Oui, il le savait bien. Oui, il lâcherait l’affaire Feri. Latour était définitivement résolu à accepter la défaite, et de porter lourdement sur ses épaules la déception et l’abandon, une première dans sa carrière jusqu’alors parfaite.

Et puis, au cours de la clôture d’une énième enquête ordinaire, un éclair avait jailli dans son esprit. Il avait dû y réfléchir à plusieurs fois avant de s’assurer que l’idée était bonne. Puis il était passé à l’action. Après tout, pourquoi pas ?, se rassura-t-il. Qui ne tentait rien n’avait rien ! L’excitation avait submergé peu à peu Latour. Pourvu que son plan fonctionne ! Enfin il obtiendrait peut-être une chance d’être éclairé sur cette maudite affaire Feri ! Et ce, grâce à lui !

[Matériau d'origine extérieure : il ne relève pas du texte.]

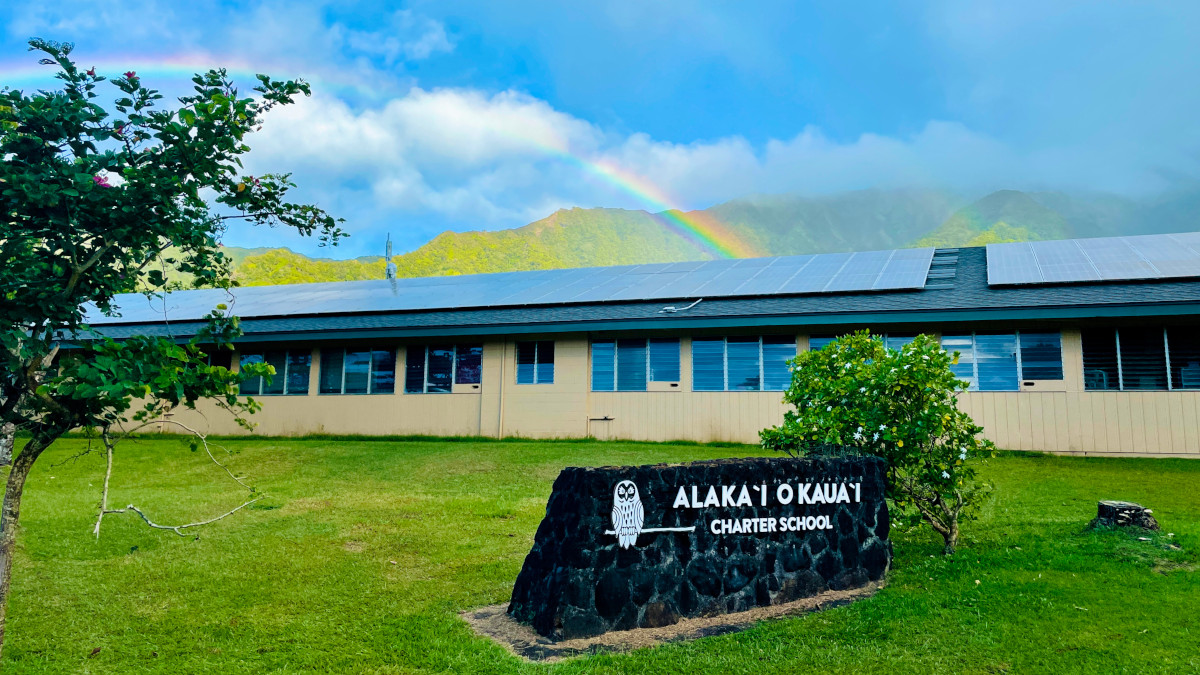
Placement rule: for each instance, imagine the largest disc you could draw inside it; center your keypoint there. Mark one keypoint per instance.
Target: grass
(364, 553)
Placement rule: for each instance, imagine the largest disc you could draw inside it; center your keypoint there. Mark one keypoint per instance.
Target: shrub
(899, 405)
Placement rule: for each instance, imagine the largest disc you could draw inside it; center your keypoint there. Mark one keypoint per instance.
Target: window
(628, 365)
(742, 364)
(1140, 359)
(1041, 356)
(820, 341)
(1143, 358)
(535, 363)
(291, 372)
(1183, 347)
(664, 359)
(355, 371)
(996, 368)
(222, 358)
(891, 340)
(435, 369)
(999, 362)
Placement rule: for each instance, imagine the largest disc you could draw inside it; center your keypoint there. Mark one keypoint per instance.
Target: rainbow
(702, 230)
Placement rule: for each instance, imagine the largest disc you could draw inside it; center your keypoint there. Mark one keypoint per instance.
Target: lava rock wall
(643, 547)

Et lui, ce n’était autre que son admirable collègue Parisien de la brigade criminelle, l’intrépide et ingénieux commissaire Bergerac. La dernière fois que son collègue avait fait appel à lui, le commissaire de la Brigade Criminelle achevait une affaire des plus sordides dans le quatrième arrondissement : un pendu retrouvé sur le toit du Bazar de l’Hôtel de Ville. Un meurtre maquillé en suicide, dont le coupable avait été par chance retrouvé in extremis !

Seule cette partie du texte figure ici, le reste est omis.